Rich or poor, however, these women are responsible for their own actions. That in a way is what this little scam is all about: allowing women the responsibility to make financial decisions and giving them the rather glorious feeling of naughty financial independence.

Why not just take the money into a corner, light it with a match, and watch it burn? You’d get the same effect.

Source:

Girls just want to have funds. Rachel Royce, The Spectator (UK), July 12, 2003.

Men in South Africa Arrested for Botched Male Ritual Circumcision

The BBC reports that five “traditional surgeons” were arrested this month in South Africa following the deaths of at least 20 boys from complications resulting from botched circumcisions. Another 100 boys were injured, in some case experiencing severe beatings.

The boys all belong to the Xhosa ethnic group which uses male circumcision as a rite of passage into adulthood.
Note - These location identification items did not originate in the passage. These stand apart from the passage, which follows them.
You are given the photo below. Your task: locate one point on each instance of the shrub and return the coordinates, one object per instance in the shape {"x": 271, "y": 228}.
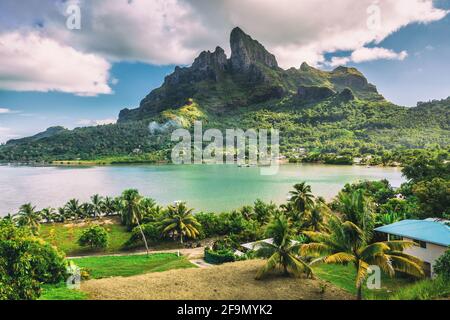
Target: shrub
{"x": 219, "y": 257}
{"x": 424, "y": 290}
{"x": 151, "y": 231}
{"x": 442, "y": 266}
{"x": 94, "y": 237}
{"x": 48, "y": 263}
{"x": 26, "y": 262}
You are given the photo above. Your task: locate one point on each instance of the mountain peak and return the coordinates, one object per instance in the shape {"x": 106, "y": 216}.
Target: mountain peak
{"x": 245, "y": 52}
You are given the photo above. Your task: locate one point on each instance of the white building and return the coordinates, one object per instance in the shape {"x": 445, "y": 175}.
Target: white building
{"x": 431, "y": 236}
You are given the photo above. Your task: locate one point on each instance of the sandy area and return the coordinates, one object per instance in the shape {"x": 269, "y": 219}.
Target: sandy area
{"x": 232, "y": 281}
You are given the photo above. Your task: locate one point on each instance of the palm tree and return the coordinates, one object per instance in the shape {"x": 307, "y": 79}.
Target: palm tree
{"x": 283, "y": 251}
{"x": 131, "y": 209}
{"x": 87, "y": 210}
{"x": 301, "y": 197}
{"x": 73, "y": 209}
{"x": 48, "y": 215}
{"x": 180, "y": 222}
{"x": 110, "y": 206}
{"x": 131, "y": 212}
{"x": 29, "y": 217}
{"x": 315, "y": 219}
{"x": 97, "y": 205}
{"x": 357, "y": 208}
{"x": 347, "y": 243}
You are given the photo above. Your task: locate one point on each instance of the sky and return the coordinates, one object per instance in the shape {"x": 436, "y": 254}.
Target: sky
{"x": 78, "y": 63}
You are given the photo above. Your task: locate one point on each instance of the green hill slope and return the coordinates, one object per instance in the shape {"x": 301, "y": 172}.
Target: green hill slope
{"x": 325, "y": 112}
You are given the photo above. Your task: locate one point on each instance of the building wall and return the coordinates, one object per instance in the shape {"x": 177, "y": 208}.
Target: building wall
{"x": 430, "y": 254}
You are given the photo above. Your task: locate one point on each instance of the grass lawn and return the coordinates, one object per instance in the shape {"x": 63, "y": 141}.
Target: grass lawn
{"x": 65, "y": 236}
{"x": 126, "y": 266}
{"x": 119, "y": 266}
{"x": 230, "y": 281}
{"x": 61, "y": 292}
{"x": 344, "y": 277}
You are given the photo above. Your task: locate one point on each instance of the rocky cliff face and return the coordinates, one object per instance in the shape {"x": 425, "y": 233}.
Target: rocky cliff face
{"x": 251, "y": 75}
{"x": 246, "y": 52}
Typically boys are taken off to a remote location by a group of male adults where they are forced to undergo rigorous circumstances culminating in circumcision. Often the circumcision is performed with crude, unsterilized instruments such as knives.
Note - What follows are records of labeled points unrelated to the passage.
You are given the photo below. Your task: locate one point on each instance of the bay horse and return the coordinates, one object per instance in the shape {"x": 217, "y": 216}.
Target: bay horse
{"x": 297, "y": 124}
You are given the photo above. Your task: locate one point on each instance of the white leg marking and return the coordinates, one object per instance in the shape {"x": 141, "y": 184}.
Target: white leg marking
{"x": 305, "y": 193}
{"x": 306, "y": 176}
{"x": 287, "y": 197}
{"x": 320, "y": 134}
According to the BBC, a law was recently introduced in South Africa that would make such ritual circumcisions illegal unless those involved are all 18 years of age or older.

Source:

South Africa circumcision deaths. The BBC, July 15, 2003.

Up-Skirt Filming Banned in Washington State

On May 12, Washington State Gov. Gary Locke signed into law legislation banning so-called “up-skirt” filming of women in public places.

In 2002 two men were arrested and charged with violating Washington’s anti-voyeur statutes after they were caught surreptitiously filming up the skirts of women at and outdoor festival. A state court ruled, however, that such activities were not covered by the anti-voyeur statute (largely, as one Washington state representative put it, because nobody in the legislature imagined anyone would engage in this sort of activity).

Once some initial partisan posturing was out of the way, the law sailed through Washington’s legislature, passing its Senate in an unanimous 97-0 vote in April. It makes up-skirting filming a felony punishable by up to a year in jail.

Source:

Legislature 2003: Locke signs up-skirt camera ban: Violators of voyeurism law face 3- to 12-month term. Steven Friederich, Seattle Post-Intelligencer, May 13, 2003.

‘Up-skirt’ camera ban goes to Locke. Seattle Post-Intelligencer, April 23, 2003.

Law targets ‘Up-Skirt’ filming. Reuters, January 3, 2003.